Monday, March 24, 2008

Forensic Education: Courses for young and old who are interested in forensic audio and video

I've got two announcements regarding forensic education to pass along.

First off, the Department of Justice (USA) is funding Professor Rich Sanders, of the University of Colorado, Denver, to establish a new National Center for Audio/Video Forensics. The full university press release can be found here. It is scheduled to be up and running in the fall of 2009.

Second, the South Carolina Governor's School for Science and Mathematics (USA) runs its popular Summer Science Programs (SSP) every summer. SSP is a residential summer camp for rising 8th, 9th and 10th graders from across the state. The reason I mention it here is that I have been asked to teach two one-week runnings of a new course entitled A Mathematical Tour of Forensic Science. If you are interested, you can find out more on their website.

Update: I am informed by the director of the SSP that students from outside of South Carolina are also very welcome to participate.

Monday, March 17, 2008

Image Recognition: "Computer, where did I lay the keys?"

The Daily Mail (UK tabloid newspaper) has a gadget article about Smart Goggles, a human wearable image recognition and recall system built into a set of glasses. The user trains the system by focusing its built-in camera on a series of objects, such as car keys, CDs, etc. while speaking the appropriate name of the object. Once trained sufficiently, the system automatically recognizes images it sees and stores the information for later retrieval, again by spoken word. The processor (computer) is worn on the user's back. The system was developed by Professor Kuniyoshi and colleagues at the University of Tokyo.

It isn't much of a stretch to see how these same concepts could be built into other video applications, such as CCTV systems, for instance. Don't be surprised if they don't work this into a future episode of CSI or similar television show (or the next James Bond movie, for that matter).

Tuesday, March 04, 2008

Optics: "Look Mom, no lens!"

Similar to a child demonstrating how he can ride a bicycle without using his hands, now we have scientists taking pictures without a lens.

Upon reflection, it was a predictable next step. First we had the major advance of refocusing out-of-focus images by, in essence, building a correction lens, all in software. This is what allowed NASA (the USA space agency) to correct some of the Hubble Space Telescope images after it was put into orbit with an out-of-focus optical chain.
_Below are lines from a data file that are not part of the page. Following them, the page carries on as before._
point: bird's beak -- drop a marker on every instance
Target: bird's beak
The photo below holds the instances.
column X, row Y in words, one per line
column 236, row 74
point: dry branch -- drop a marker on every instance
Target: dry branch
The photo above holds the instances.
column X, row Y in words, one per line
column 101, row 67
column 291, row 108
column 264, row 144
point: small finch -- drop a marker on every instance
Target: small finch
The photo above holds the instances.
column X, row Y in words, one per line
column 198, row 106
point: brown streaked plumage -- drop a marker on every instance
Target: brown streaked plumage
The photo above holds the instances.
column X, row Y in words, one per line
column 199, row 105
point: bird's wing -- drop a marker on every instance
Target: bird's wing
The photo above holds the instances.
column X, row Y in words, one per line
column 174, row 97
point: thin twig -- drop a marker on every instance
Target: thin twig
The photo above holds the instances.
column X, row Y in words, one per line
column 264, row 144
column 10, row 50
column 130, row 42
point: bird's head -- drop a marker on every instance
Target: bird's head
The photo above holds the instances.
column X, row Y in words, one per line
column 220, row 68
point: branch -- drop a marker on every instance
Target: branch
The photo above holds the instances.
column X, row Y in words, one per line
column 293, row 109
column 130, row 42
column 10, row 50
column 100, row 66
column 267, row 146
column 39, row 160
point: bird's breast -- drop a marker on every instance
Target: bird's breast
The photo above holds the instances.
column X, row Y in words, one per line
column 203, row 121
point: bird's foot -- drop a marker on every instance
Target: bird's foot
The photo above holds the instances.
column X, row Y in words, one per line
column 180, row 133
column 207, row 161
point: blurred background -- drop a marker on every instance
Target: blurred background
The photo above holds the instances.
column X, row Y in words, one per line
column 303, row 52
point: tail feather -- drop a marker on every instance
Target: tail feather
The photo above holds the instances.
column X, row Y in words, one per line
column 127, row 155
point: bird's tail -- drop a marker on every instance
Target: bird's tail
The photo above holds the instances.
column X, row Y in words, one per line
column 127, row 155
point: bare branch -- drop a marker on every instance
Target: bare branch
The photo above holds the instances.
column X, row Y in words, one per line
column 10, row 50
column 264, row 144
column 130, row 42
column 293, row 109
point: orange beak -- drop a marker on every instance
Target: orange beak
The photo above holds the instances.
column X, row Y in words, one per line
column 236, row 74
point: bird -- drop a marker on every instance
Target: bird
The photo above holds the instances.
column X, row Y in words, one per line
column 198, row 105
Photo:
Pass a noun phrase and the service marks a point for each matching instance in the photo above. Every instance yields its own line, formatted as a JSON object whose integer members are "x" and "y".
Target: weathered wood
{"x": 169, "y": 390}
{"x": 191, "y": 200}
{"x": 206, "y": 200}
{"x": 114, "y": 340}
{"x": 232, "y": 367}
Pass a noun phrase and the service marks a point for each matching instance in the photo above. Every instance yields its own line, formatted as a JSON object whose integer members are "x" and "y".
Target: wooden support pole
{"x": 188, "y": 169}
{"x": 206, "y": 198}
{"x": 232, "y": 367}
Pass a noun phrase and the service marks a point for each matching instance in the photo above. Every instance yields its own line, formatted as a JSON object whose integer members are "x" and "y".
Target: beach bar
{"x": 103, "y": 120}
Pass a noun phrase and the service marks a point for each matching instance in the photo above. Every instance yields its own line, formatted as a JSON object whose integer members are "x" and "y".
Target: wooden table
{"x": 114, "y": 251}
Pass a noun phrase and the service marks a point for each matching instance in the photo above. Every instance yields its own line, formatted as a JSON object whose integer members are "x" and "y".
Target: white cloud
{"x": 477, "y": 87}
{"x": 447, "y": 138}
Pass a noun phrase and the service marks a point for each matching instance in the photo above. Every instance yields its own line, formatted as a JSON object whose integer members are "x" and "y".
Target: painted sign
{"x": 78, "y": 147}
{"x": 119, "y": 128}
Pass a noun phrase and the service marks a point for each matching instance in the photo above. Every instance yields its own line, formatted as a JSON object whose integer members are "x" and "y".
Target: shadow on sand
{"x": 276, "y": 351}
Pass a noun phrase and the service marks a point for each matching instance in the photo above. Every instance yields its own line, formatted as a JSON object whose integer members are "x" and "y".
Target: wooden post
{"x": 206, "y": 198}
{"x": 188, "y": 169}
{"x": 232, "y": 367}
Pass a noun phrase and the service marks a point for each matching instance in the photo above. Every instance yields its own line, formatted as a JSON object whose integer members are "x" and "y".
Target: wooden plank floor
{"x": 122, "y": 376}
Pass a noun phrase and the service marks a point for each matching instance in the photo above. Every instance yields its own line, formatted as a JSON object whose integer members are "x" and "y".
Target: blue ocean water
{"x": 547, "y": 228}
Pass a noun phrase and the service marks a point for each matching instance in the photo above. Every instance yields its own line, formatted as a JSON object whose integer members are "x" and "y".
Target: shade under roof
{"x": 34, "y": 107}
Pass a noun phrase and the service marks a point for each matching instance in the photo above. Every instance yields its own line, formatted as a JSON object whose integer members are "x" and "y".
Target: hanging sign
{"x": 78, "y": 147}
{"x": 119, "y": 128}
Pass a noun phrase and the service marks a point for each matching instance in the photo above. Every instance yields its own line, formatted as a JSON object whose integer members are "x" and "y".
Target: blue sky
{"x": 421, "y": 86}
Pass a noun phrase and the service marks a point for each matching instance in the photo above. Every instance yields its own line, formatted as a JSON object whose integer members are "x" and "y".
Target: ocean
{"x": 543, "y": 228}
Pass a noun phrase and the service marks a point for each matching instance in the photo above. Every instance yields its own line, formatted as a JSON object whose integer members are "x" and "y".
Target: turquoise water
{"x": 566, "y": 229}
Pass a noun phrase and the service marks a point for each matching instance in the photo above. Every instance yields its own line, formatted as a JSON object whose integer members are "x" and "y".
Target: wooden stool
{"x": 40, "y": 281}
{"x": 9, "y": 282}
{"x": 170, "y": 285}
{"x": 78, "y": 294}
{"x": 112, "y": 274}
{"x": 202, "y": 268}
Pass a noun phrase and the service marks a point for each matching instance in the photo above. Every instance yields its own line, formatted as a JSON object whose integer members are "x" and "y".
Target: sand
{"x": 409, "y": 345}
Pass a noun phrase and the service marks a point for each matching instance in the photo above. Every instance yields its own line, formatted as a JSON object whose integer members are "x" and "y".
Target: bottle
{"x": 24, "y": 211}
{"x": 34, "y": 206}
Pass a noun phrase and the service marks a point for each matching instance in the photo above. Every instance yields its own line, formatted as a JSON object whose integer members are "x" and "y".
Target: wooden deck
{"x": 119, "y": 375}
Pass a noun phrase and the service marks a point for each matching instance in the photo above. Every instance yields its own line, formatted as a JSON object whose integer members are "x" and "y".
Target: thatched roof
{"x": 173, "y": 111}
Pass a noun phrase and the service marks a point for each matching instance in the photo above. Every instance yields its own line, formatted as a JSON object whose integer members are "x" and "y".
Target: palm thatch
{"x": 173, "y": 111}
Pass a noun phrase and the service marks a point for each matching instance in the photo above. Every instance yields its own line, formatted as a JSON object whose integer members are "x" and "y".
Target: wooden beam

But it one can simulate a lens well enough to correct an image, even if imperfectly, why not replace the real lens with a simulated one and focus the unfocused image received by the (lens-less) sensor? That is what the team at Argonne National Laboratory (Illinois, USA) is working on. Of course, simulations are rarely, if ever, as good as the real thing in all aspects, but if for their particular problem (X-ray imaging) the simulated lens is better than their real one, then they will have improved the imaging system and advanced the state of the art yet again.